David likened his introduction to Maleny in 1978 to The Eagles song, New Kid in Town.

“I wasn’t a local, so early in the piece when my boss wasn’t watching, I had a visit from a couple of fellas who told me to stay away from their girlfriends or watch out!”

Wilson’s Garage, later known as Koala Maleny, is now The Marketplace café in Maple Street. David recounts working for George Moffatt. 

“George was a pretty hard task master. We’d fix anything from wheelchairs to bulldozers. It was a typical country garage where you had to be able to repair anything, not just replace parts like we do these days.

“I worked three years then completed the fourth at a Toyota dealership in Brisbane. I learnt a different set of skills but really missed Maleny. At the end of my apprenticeship, I came back, started doing mechanical repairs from a shed in Coral Street and fixed cars for $10 an hour. It was 1982.”

Three years later at the age of 22, David’s life took a downturn.

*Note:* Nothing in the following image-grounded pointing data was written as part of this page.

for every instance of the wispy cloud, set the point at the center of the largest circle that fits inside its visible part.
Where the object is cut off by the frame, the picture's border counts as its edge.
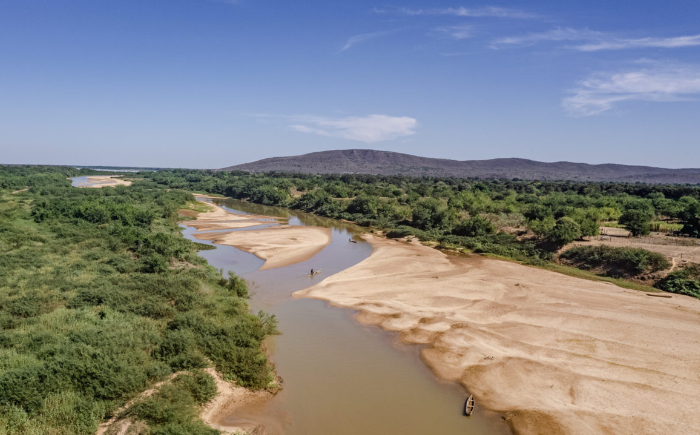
(621, 44)
(364, 37)
(557, 34)
(591, 40)
(602, 91)
(487, 11)
(369, 129)
(454, 32)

He finished the day’s work and drove his Corolla into the street where a drunk driver’s F100 hit David’s vehicle head on. He recalls the accident: 

“Injuries led me to close up shop, sell my equipment and convalesce at Mum and Dad’s place. It was back in the days when you didn’t have income protection or insurance. The payout took years to sort out.”

A couple of years healing and repairing cars from the backyard, David began again.

“The shed was the first built in Lawyer Street. It was November 1990 when I moved in and rented. Eventually, I was given an opportunity to buy the place, which I did.”

During my association with David, I heard he played drums in a band. My mechanic? Really? Another layer to explore.

“When I was a teenager, I met a couple of guys who played and we thought it a good idea to get a band together. 

“Drumming gave me a hobby separate from cars. The guy I played with as a teenager, guitarist Dan McNamara, he and I still play together. We have a band, My Cat Nellie, and love doing local gigs. Our thing is playing classic rock from the ‘60s and ‘70s – a good melody and great guitar riff. 

Dan’s cousin Kate became David’s wife in 2003 and the two created a blended family.

David and Kate Woolston


“Kate helped me with the business. I couldn’t have done it without her. She’s a people person with the bubbly personality and I’m the quiet, reserved guy. It works.”

Aware they are the proud owners of a 1955 split screen Kombi and David, like his dad, was a Holden man, I enquired.

“Kate always had a passion for old Kombis. To me, air cooled Volkswagens were evil. I didn’t want to be part of it but the split screen Kombi is a classic. I like the idea of a challenge and so, we bought it. The restoration process took several years.

“It’s a stunning car. Kate has made it her business interest while I stay in the background and keep the car on the road. ‘LoveDubs’ is hired for weddings and functions.”

Departure from business presented David with an opportunity to continue restoring classic cars and motorbikes. He mentioned his 1970 VF Valiant Coupe which signified the beginning of a collection of Valiants and adds: “Anything with a chrome bumper, not plastic!”

 Love Dub before

A down-to-earth, quiet achiever, David Woolston cites a significant aspect of his ‘retirement’. “We still have two teenagers at home. And now, I get to drive them to school and have conversations which I was never able to do. And to be here on school holidays, just to be around. That’s what’s important.”